To increase data rate to a given receiver, the receiver may be assigned to receive multiple data streams using different orthogonal codes. In one 3G system known as HSPA, the highest uplink data rate is provided by assigning three-quarters of the entire code space to one receiver. The standard for this system specifies assigning one code of spreading factor 2 to the receiver, which represents half the code space, and one code of spreading factor four, which represents half of the remaining code space. Using these codes, in a period of four CDMA chips, two spreading factor=2 symbols are transmitted overlapping one spreading factor=4 symbol, giving three data symbols per 4 code chips. Moreover, the symbols can each be 16QAM symbols of four bits each. A conventional “brute-force” detector for three such 16QAM symbols would hypothesize all 163=4096 possibilities and determine the symbol triple that best explained the signal that was received through the multipath channel. The multipath channel characteristics are separately determined using the technique of channel estimation. However, testing 4096 hypotheses is onerous on signal processing circuits and thus an improved method and apparatus for determining the most likely received symbol triples is required.

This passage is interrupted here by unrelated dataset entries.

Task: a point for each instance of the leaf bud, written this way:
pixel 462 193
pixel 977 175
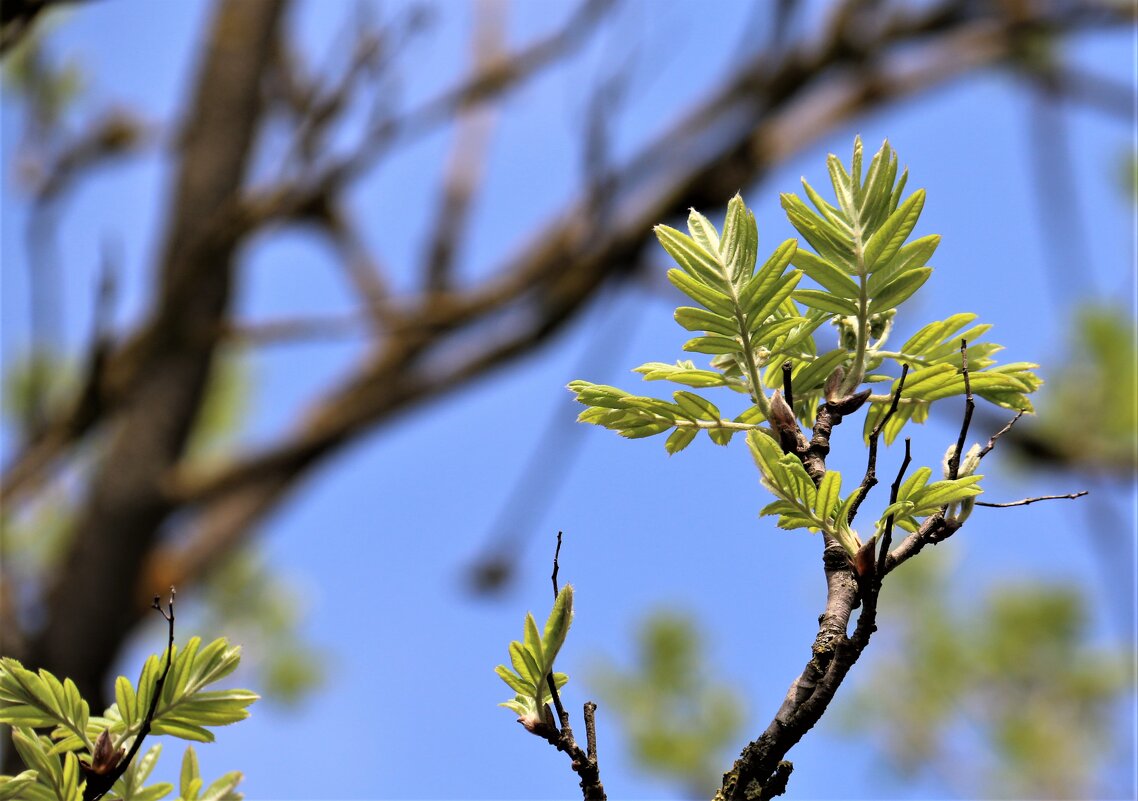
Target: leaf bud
pixel 847 331
pixel 833 385
pixel 881 323
pixel 782 420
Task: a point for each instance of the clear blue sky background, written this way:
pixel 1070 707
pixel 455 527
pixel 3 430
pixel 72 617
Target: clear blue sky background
pixel 378 542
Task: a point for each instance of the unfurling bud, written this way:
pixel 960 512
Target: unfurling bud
pixel 961 511
pixel 969 461
pixel 782 420
pixel 863 560
pixel 833 385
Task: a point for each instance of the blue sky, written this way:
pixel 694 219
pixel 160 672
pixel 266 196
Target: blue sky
pixel 378 541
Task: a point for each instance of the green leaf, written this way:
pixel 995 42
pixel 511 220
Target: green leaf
pixel 701 292
pixel 946 492
pixel 934 333
pixel 685 374
pixel 183 729
pixel 712 344
pixel 557 626
pixel 764 306
pixel 703 232
pixel 698 407
pixel 887 240
pixel 843 187
pixel 826 302
pixel 190 777
pixel 720 436
pixel 679 439
pixel 914 255
pixel 702 320
pixel 825 237
pixel 825 273
pixel 126 701
pixel 740 242
pixel 830 493
pixel 899 289
pixel 524 662
pixel 694 259
pixel 13 787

A similar joint detection problem occurs in non-spread systems, such as GSM/EDGE and Long Term Evolution (LTE). In a cellular system, multiple users can be assigned the same channel resource (frequency subcarrier or time slot). Receiver performance can be improved by jointly detecting such users. Brute-force detection would require hypothesizing all combinations of the symbols from the multiple users. In the LTE uplink, self-interference can also be a problem, which can be alleviated by jointly detecting symbols in a block equalizer, such as a block decision feedback equalizer.